The Chairs program has been designed to encourage and promote top research and innovation in universities. Tier 1 Chairs are awarded $200,000 annually for seven years to fund their research and are awarded to outstanding researchers who have developed reputations as world leaders in their fields. Tier 2 Chairholders are awarded $100,000 annually for five years and are recognized as exceptional and emerging researchers with the potential to lead their respective fields.
This year’s new CRCs include:
Lisa Saksida
Physiology & Pharmacology, Psychology
Canada Research Chair in Translational Cognitive Neuroscience (Tier 1)
Neurodegenerative and neuropsychiatric disorders cost Canadians around $23 billion per year and lead to diminished quality of life for millions of patients and caregivers. Tragically, these disorders can have a tremendous impact on cognition – affecting aspects such as memory, attention and motivation – thus striking at the very essence of who we are. Yet, in spite of this great need, few new treatments have been developed over the past two decades.
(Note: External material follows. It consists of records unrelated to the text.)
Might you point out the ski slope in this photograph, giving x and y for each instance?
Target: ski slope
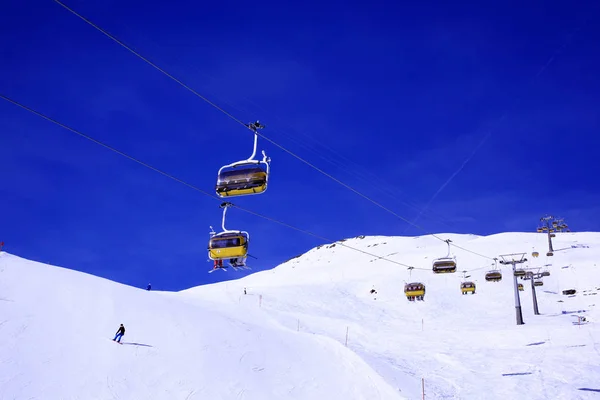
(310, 329)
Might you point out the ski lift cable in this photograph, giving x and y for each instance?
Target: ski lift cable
(189, 185)
(259, 134)
(421, 211)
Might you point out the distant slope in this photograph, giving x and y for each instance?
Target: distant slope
(56, 327)
(464, 347)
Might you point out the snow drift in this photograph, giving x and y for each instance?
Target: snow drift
(311, 329)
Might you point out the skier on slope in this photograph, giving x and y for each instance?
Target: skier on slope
(120, 333)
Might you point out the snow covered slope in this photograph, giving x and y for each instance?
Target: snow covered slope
(56, 327)
(462, 346)
(310, 329)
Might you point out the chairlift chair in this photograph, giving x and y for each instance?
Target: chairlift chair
(444, 264)
(414, 290)
(229, 244)
(493, 276)
(245, 177)
(467, 287)
(520, 272)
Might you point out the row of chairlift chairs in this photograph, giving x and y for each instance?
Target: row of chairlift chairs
(416, 290)
(241, 178)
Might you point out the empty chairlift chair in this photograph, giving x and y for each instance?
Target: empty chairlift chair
(520, 272)
(493, 276)
(245, 177)
(228, 244)
(445, 264)
(414, 291)
(467, 287)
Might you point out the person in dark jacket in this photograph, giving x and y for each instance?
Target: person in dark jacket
(120, 334)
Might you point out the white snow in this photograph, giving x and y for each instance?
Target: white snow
(286, 338)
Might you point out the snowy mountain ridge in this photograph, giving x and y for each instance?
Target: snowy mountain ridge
(312, 329)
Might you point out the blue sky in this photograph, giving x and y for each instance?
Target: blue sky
(390, 98)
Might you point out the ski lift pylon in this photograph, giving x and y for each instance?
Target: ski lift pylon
(245, 177)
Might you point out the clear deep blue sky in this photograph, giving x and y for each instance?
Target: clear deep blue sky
(391, 98)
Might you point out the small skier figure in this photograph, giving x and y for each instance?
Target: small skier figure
(120, 334)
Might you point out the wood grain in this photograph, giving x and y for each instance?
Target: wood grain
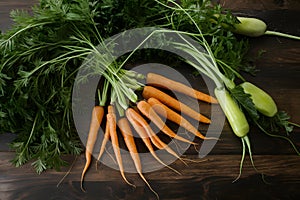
(211, 179)
(279, 73)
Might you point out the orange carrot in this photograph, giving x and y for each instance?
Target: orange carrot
(96, 119)
(150, 91)
(130, 143)
(164, 82)
(130, 114)
(104, 142)
(111, 118)
(147, 110)
(150, 133)
(173, 116)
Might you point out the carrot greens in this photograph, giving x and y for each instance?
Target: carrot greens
(43, 51)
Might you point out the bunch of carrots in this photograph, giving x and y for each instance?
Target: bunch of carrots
(155, 106)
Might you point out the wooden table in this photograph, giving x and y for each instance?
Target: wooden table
(279, 75)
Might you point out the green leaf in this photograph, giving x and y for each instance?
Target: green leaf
(245, 101)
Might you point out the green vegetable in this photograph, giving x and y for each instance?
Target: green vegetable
(251, 27)
(254, 27)
(263, 102)
(41, 54)
(233, 113)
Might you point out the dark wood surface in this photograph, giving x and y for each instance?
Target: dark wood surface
(212, 179)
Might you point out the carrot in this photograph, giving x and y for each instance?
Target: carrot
(104, 142)
(96, 119)
(130, 114)
(173, 116)
(111, 118)
(130, 143)
(150, 91)
(147, 110)
(150, 134)
(164, 82)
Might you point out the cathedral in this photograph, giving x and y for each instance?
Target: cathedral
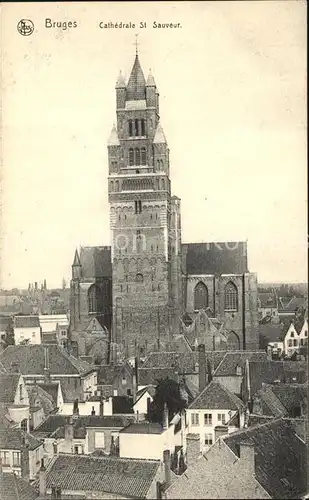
(148, 287)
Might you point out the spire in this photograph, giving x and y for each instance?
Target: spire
(136, 84)
(150, 80)
(113, 138)
(76, 259)
(159, 137)
(120, 84)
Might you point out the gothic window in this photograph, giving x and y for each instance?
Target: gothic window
(143, 130)
(131, 157)
(230, 297)
(200, 296)
(94, 299)
(137, 156)
(143, 156)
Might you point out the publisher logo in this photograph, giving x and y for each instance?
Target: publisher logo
(25, 27)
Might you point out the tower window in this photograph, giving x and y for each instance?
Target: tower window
(131, 157)
(200, 296)
(137, 156)
(230, 297)
(143, 156)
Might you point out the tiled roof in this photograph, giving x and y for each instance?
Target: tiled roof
(280, 457)
(26, 321)
(12, 439)
(31, 360)
(120, 476)
(96, 262)
(143, 428)
(55, 424)
(232, 359)
(8, 386)
(269, 372)
(215, 258)
(151, 376)
(216, 397)
(107, 374)
(136, 85)
(13, 487)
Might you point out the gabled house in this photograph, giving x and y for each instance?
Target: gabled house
(20, 453)
(14, 399)
(214, 407)
(265, 461)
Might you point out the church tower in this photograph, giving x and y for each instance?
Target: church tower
(144, 221)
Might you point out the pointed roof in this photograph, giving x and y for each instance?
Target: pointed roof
(150, 80)
(136, 85)
(120, 83)
(76, 261)
(159, 137)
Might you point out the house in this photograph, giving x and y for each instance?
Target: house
(20, 453)
(265, 461)
(13, 487)
(81, 434)
(51, 363)
(80, 476)
(15, 400)
(230, 370)
(149, 440)
(214, 406)
(27, 330)
(271, 372)
(268, 306)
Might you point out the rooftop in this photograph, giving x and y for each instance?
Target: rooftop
(216, 397)
(119, 476)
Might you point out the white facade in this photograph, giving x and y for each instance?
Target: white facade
(203, 422)
(31, 335)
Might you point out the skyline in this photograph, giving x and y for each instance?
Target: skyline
(236, 130)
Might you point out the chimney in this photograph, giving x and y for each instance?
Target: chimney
(193, 448)
(69, 430)
(165, 417)
(46, 366)
(202, 367)
(167, 468)
(220, 431)
(75, 410)
(25, 469)
(101, 406)
(42, 475)
(246, 455)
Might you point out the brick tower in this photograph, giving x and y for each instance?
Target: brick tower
(144, 221)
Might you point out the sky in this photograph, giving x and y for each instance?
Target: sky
(232, 83)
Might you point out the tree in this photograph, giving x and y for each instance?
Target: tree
(167, 391)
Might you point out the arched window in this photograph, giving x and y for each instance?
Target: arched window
(230, 297)
(137, 156)
(200, 296)
(131, 157)
(143, 130)
(95, 303)
(143, 156)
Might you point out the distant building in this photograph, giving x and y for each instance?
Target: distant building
(27, 330)
(265, 461)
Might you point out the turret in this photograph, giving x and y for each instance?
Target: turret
(76, 267)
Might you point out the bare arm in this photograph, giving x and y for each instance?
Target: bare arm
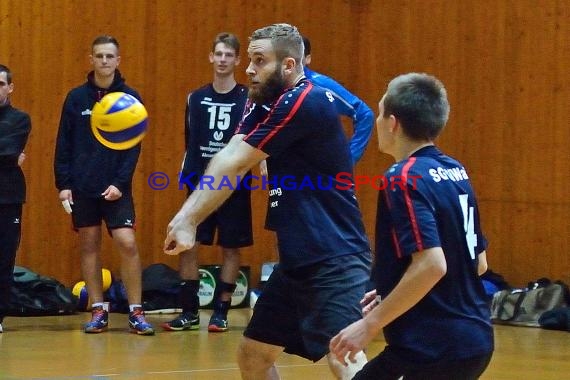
(482, 267)
(425, 271)
(229, 164)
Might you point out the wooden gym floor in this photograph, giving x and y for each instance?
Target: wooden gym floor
(57, 348)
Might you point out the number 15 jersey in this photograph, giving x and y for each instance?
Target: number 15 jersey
(211, 120)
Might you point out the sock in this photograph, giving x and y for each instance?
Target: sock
(188, 296)
(134, 306)
(221, 307)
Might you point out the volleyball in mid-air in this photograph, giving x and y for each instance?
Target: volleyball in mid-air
(119, 121)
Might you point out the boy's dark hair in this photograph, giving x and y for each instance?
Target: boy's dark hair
(5, 69)
(105, 39)
(227, 38)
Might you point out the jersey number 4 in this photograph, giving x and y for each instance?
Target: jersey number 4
(468, 224)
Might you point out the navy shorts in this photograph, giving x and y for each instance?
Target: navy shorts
(88, 212)
(390, 366)
(232, 221)
(303, 309)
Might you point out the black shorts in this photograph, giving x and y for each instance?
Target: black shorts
(88, 212)
(301, 311)
(389, 366)
(232, 221)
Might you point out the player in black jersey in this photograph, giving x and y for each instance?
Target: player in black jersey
(212, 115)
(15, 127)
(324, 254)
(95, 184)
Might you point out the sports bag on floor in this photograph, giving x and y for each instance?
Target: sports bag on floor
(523, 307)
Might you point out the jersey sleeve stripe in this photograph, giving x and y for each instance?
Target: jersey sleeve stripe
(288, 117)
(410, 206)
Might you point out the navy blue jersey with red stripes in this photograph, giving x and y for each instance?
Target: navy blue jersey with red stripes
(428, 202)
(313, 218)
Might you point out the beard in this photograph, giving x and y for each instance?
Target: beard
(267, 92)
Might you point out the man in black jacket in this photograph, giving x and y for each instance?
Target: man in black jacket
(15, 127)
(94, 184)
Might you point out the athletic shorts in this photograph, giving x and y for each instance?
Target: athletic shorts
(302, 310)
(389, 366)
(232, 221)
(89, 212)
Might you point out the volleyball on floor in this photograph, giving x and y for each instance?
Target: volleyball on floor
(80, 290)
(119, 121)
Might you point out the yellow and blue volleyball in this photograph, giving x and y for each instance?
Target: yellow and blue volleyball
(80, 291)
(119, 121)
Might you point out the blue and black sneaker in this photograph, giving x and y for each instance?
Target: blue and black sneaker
(99, 321)
(138, 324)
(218, 323)
(185, 321)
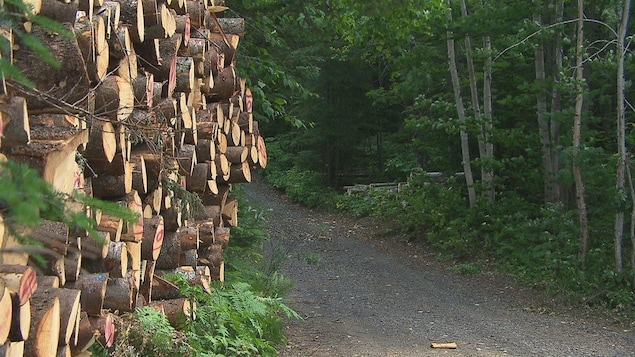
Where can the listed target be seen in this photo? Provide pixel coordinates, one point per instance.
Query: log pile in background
(148, 99)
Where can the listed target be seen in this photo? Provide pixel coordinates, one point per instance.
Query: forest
(510, 121)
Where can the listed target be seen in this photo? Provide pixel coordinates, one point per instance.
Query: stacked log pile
(145, 110)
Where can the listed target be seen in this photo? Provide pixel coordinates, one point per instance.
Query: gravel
(364, 292)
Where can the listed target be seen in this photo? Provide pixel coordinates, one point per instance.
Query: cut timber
(6, 312)
(189, 257)
(146, 286)
(230, 212)
(105, 326)
(125, 68)
(143, 89)
(195, 48)
(183, 27)
(205, 150)
(102, 143)
(187, 159)
(115, 263)
(196, 9)
(197, 181)
(59, 11)
(148, 51)
(139, 175)
(217, 199)
(45, 329)
(111, 12)
(225, 84)
(110, 186)
(228, 25)
(114, 98)
(152, 238)
(69, 309)
(93, 288)
(194, 276)
(20, 279)
(225, 46)
(246, 121)
(165, 27)
(236, 154)
(262, 152)
(133, 230)
(52, 154)
(65, 86)
(249, 101)
(51, 120)
(189, 237)
(222, 164)
(15, 121)
(91, 38)
(212, 255)
(206, 232)
(239, 173)
(119, 43)
(163, 289)
(12, 349)
(96, 247)
(21, 319)
(112, 225)
(172, 216)
(72, 265)
(166, 71)
(132, 14)
(184, 74)
(170, 251)
(120, 295)
(178, 311)
(85, 336)
(221, 236)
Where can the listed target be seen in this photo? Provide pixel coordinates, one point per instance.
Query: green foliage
(190, 203)
(235, 321)
(26, 200)
(12, 14)
(146, 333)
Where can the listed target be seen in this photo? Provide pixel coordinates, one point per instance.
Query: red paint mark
(109, 333)
(28, 285)
(188, 27)
(249, 100)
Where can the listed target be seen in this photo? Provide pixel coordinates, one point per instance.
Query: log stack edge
(145, 105)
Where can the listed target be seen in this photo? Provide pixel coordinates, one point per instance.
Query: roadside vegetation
(521, 107)
(244, 316)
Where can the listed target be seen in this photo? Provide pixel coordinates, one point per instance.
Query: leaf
(36, 46)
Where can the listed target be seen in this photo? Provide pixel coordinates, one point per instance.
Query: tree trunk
(577, 134)
(621, 132)
(465, 146)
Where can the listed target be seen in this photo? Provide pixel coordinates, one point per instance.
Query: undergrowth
(537, 244)
(244, 316)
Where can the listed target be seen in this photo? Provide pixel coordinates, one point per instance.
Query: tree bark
(577, 136)
(621, 132)
(465, 146)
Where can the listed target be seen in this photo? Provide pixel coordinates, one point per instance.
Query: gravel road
(364, 293)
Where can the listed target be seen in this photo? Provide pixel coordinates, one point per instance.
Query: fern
(26, 200)
(235, 320)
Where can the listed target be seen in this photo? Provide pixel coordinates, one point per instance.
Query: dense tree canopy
(370, 87)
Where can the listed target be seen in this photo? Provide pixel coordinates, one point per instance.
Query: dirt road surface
(364, 293)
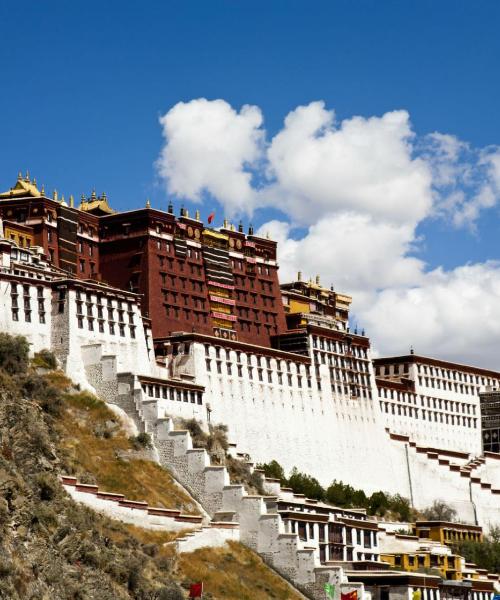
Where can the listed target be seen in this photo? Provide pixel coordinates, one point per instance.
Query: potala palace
(167, 317)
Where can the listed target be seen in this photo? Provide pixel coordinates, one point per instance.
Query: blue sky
(85, 83)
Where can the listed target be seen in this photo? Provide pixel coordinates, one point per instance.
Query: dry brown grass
(233, 572)
(82, 423)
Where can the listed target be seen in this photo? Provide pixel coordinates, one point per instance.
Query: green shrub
(273, 470)
(14, 351)
(45, 359)
(45, 395)
(143, 440)
(301, 483)
(440, 511)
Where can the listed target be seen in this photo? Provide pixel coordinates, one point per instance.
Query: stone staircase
(261, 527)
(230, 507)
(457, 475)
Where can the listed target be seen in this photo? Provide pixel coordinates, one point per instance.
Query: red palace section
(191, 277)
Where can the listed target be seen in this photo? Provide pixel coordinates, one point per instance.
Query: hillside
(53, 548)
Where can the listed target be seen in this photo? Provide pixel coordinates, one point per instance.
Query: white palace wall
(323, 433)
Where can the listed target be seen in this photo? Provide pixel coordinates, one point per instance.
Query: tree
(339, 494)
(14, 351)
(440, 511)
(274, 470)
(305, 484)
(378, 504)
(402, 507)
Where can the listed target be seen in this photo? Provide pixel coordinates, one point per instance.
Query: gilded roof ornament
(22, 189)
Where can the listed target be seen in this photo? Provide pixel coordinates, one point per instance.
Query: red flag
(196, 590)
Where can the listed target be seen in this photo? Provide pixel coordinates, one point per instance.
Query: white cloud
(357, 189)
(450, 314)
(361, 165)
(209, 147)
(352, 251)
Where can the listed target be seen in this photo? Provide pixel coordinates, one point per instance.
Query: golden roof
(23, 188)
(96, 204)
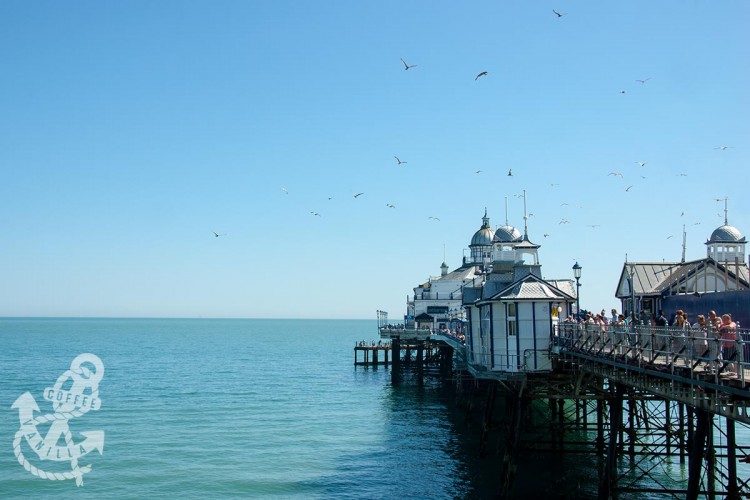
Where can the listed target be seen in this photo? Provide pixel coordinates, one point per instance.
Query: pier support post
(695, 458)
(396, 354)
(608, 477)
(732, 490)
(487, 421)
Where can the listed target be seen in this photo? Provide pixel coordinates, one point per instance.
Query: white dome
(726, 234)
(507, 234)
(483, 236)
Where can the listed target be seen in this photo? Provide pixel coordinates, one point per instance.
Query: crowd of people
(712, 338)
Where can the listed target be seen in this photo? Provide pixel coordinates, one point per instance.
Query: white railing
(693, 353)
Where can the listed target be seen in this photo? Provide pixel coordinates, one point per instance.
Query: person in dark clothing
(661, 320)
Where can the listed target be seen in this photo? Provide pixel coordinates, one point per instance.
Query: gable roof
(653, 278)
(531, 287)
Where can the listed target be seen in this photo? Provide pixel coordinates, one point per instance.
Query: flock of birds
(482, 74)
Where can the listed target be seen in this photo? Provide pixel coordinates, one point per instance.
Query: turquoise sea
(235, 408)
(253, 408)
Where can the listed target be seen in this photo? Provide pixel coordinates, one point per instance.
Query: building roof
(653, 278)
(726, 234)
(531, 287)
(507, 234)
(483, 236)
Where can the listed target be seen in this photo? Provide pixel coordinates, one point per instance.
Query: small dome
(507, 234)
(726, 234)
(483, 236)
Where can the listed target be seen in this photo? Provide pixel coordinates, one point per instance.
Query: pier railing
(696, 354)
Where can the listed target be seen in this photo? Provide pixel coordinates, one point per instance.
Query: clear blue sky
(131, 131)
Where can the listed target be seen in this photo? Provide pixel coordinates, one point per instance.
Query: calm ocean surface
(233, 408)
(252, 409)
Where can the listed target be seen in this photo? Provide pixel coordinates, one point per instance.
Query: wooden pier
(628, 407)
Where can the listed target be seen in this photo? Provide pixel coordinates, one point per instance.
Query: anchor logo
(75, 393)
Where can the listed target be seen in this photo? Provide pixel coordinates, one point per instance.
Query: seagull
(407, 66)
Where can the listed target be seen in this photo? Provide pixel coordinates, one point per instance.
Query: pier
(635, 396)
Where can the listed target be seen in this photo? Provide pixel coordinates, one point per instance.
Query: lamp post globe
(577, 274)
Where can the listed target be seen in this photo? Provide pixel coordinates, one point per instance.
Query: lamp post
(631, 278)
(577, 274)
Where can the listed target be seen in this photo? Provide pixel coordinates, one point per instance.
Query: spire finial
(726, 211)
(525, 218)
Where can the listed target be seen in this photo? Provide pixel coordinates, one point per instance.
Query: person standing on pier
(728, 336)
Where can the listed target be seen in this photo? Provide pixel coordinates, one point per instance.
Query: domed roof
(483, 236)
(507, 234)
(726, 234)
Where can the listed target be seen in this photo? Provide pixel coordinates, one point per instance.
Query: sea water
(252, 408)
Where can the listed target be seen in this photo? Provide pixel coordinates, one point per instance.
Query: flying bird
(407, 66)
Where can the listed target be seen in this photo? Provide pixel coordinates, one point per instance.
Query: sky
(133, 132)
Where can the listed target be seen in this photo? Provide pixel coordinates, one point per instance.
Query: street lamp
(577, 274)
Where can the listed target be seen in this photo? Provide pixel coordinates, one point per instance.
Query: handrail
(693, 353)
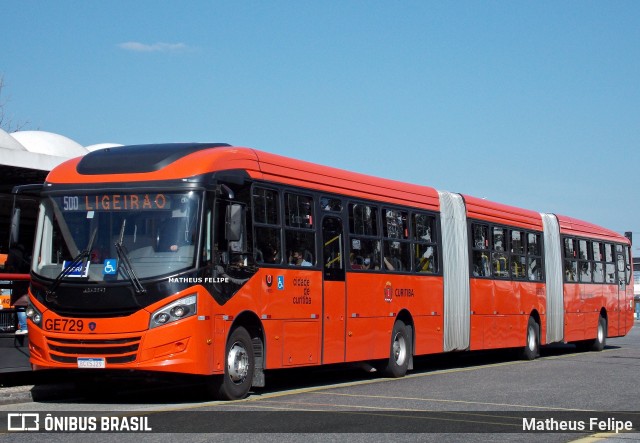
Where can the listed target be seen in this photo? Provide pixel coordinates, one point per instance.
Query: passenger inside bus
(301, 258)
(172, 234)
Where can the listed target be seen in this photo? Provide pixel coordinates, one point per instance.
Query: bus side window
(266, 222)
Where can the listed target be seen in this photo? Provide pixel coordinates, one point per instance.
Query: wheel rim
(237, 363)
(531, 339)
(399, 349)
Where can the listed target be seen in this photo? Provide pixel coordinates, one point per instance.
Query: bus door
(622, 290)
(334, 290)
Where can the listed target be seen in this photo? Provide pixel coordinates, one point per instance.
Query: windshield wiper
(126, 264)
(80, 258)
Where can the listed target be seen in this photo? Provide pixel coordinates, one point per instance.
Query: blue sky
(533, 104)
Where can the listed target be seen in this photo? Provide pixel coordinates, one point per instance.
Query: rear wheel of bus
(532, 345)
(239, 367)
(399, 352)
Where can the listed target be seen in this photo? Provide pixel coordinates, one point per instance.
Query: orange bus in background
(225, 262)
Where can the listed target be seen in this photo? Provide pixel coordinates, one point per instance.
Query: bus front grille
(122, 350)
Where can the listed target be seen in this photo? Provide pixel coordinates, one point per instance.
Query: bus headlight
(179, 309)
(34, 314)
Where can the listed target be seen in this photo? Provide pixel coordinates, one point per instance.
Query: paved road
(487, 391)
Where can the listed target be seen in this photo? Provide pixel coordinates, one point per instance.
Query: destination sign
(115, 202)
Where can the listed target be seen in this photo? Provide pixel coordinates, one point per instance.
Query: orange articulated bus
(224, 262)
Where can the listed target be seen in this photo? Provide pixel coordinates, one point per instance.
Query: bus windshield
(104, 237)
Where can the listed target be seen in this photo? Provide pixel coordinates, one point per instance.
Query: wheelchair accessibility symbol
(110, 266)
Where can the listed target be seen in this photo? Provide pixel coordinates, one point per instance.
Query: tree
(6, 123)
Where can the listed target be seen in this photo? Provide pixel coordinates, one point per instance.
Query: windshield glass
(155, 231)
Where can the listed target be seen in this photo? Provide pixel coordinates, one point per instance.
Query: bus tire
(598, 343)
(239, 366)
(532, 345)
(399, 353)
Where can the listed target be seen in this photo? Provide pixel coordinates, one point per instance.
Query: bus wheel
(239, 366)
(400, 351)
(531, 347)
(600, 341)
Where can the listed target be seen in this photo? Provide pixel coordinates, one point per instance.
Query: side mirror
(234, 222)
(15, 227)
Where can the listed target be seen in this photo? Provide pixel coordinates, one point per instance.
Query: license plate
(91, 363)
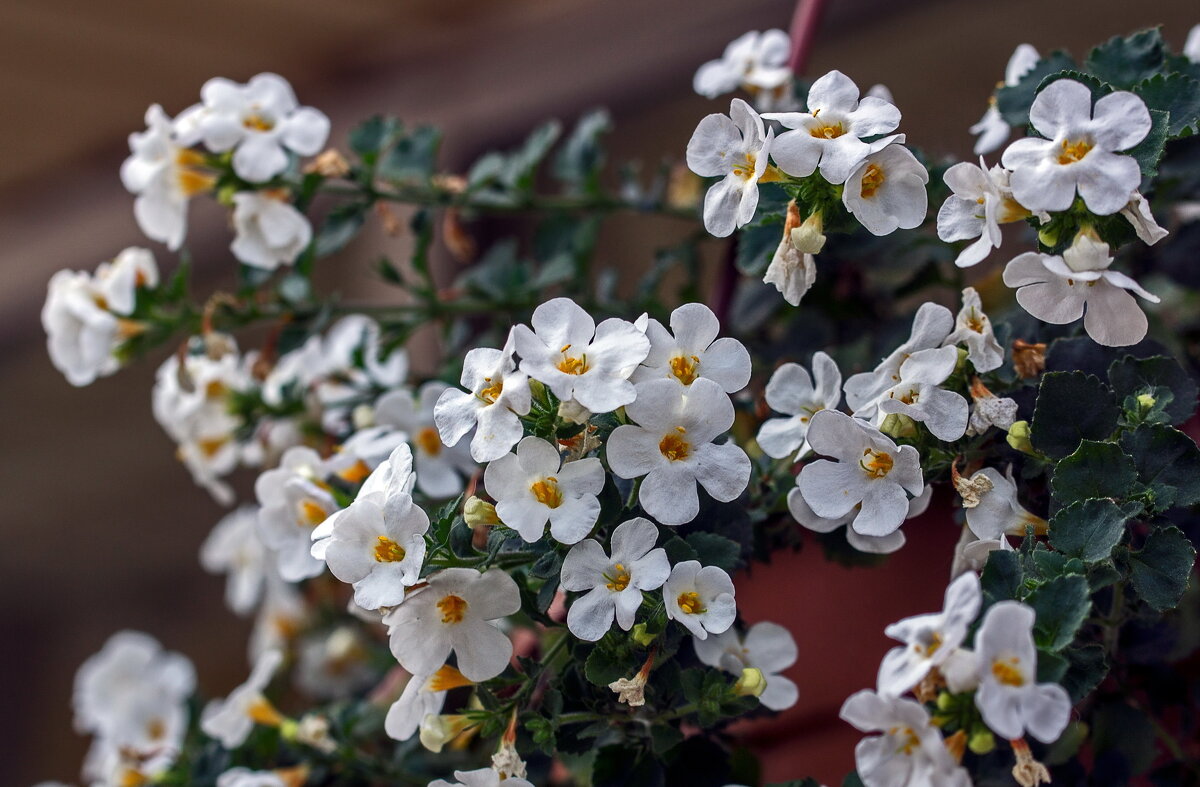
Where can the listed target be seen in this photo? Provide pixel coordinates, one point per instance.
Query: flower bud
(750, 684)
(479, 512)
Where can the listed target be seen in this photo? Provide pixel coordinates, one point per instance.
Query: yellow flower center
(876, 463)
(429, 442)
(571, 365)
(1073, 151)
(673, 446)
(871, 180)
(388, 551)
(690, 602)
(492, 391)
(684, 368)
(453, 608)
(619, 578)
(547, 492)
(1007, 673)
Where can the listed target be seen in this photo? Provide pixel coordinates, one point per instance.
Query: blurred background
(100, 526)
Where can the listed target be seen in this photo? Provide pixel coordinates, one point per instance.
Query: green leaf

Traditional approaches that focus on developing treatments for disorders as a whole, such as trying to remediate all of the different symptoms of schizophrenia with one drug, are now being replaced by an emphasis on disruptions in cognition that occur across multiple disease categories, and how they are related to aspects of the brain vulnerable to disease.
This move has been facilitated by new molecular tools to produce rodent models with unprecedented precision. However, measuring high-level cognition in rodent models is still a major challenge, meaning an essential component of this strategy has been missing. The overarching goal of Lisa Saksida’s work is to provide this essential missing component.
She has invented a touchscreen-based technology allowing researchers to test rodent models on the same tests used to assess patients. By combining this technology, Saksida will answer critical questions about the molecular and circuit basis of high-level cognition. She looks to improve treatment outcomes by identifying novel therapeutic targets for cognitive abnormalities in neurodegenerative and neuropsychiatric disease.
Mikko Karttunen
Chemistry
Canada Research Chair in Computational Materials and Biomaterials Science (Tier 1)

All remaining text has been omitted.